Mechanical insights into a novel ultra-efficient amorphous-Co3S4 activator of peroxymonosulfate for rapid degradation of acetochlor

Abstract

The herbicide acetochlor (ACT) has newly raised concerns in China’s latest drinking water quality standards. Exceptional removal efficacy of micropollutants by peroxymonosulfate (PMS) activated using amorphous metal-based catalysts have been recently reported. However, the efficiency of amorphous cobalt tetrasulfide (amorphous-Co₃S₄) in activating PMS and its performance in degrading ACT, as well as the underlying mechanisms involved, remain unclear.
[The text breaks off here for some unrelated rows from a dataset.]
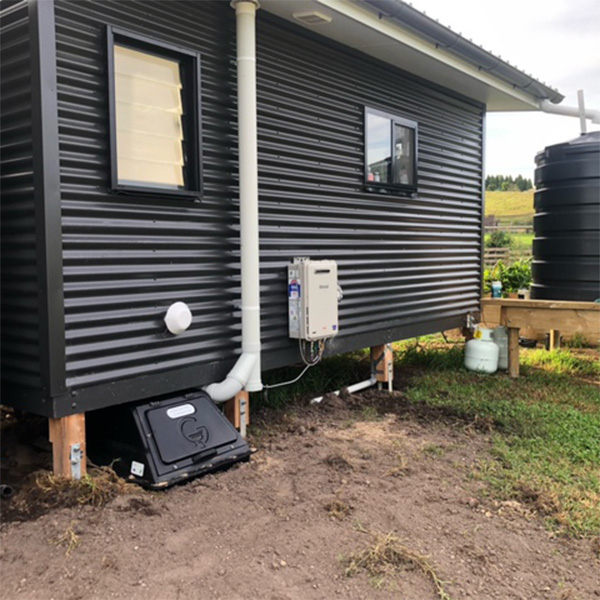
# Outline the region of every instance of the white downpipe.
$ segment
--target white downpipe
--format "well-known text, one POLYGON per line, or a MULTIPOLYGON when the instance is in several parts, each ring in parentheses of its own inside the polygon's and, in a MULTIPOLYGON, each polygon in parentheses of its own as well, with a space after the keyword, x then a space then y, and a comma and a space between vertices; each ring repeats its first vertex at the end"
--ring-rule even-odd
MULTIPOLYGON (((365 379, 364 381, 359 381, 358 383, 354 383, 352 385, 349 385, 346 390, 348 391, 349 394, 354 394, 354 392, 360 392, 360 390, 365 390, 368 387, 371 387, 372 385, 375 385, 377 383, 377 378, 376 377, 371 377, 371 379, 365 379)), ((335 392, 331 392, 334 396, 339 396, 340 395, 340 390, 336 390, 335 392)), ((311 404, 319 404, 323 401, 324 396, 317 396, 316 398, 313 398, 310 403, 311 404)))
POLYGON ((242 355, 221 383, 206 391, 215 402, 242 389, 262 390, 260 367, 260 264, 256 125, 256 0, 233 0, 237 22, 237 106, 242 270, 242 355))
POLYGON ((256 363, 256 356, 247 352, 242 354, 233 369, 227 373, 227 376, 220 383, 211 383, 204 389, 214 402, 226 402, 233 398, 238 392, 241 392, 250 378, 252 368, 256 363))
POLYGON ((237 88, 242 263, 242 353, 255 356, 246 383, 262 390, 260 368, 260 267, 258 245, 258 140, 256 126, 256 0, 234 0, 237 17, 237 88))
MULTIPOLYGON (((567 117, 580 118, 579 107, 577 106, 561 106, 560 104, 552 104, 550 100, 542 100, 540 102, 540 108, 545 113, 551 113, 554 115, 565 115, 567 117)), ((590 119, 592 123, 600 124, 600 110, 594 110, 591 108, 585 109, 585 118, 590 119)))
Herein, we synthesized amorphous-Co₃S₄ via a facile two-step hydrothermal method and firstly employed it as an ultra-efficient PMS activator for rapid degradation of ACT. Completely removal of ACT (10 mg/L) was achieved within 2 min at a low PMS dosing of 0.2 mM, with a notable utilization efficiency of 0.8150 mmol/(g·min). The main mechanism underlying PMS activation involved Co²⁺/Co³⁺ redox cycling, with sulfate and hydroxyl radicals identified as the primary reactive oxidizing species. Moreover, single electron transfer, radical addition, demethylation, and dechlorination reactions were the major pathways for ACT degradation, resulting in the formation of ACT•⁺, ACT(+OH)•, ACT(–CH₃)•, and ACT(−Cl)•. Subsequently, these are subjected to further degradation and ultimately mineralization, yielding intermediates with lower ecotoxicity than ACT itself. This study demonstrates the ultra-efficiency of amorphous-Co₃S₄ on PMS activation and establishes its potential application in environmental engineering practices.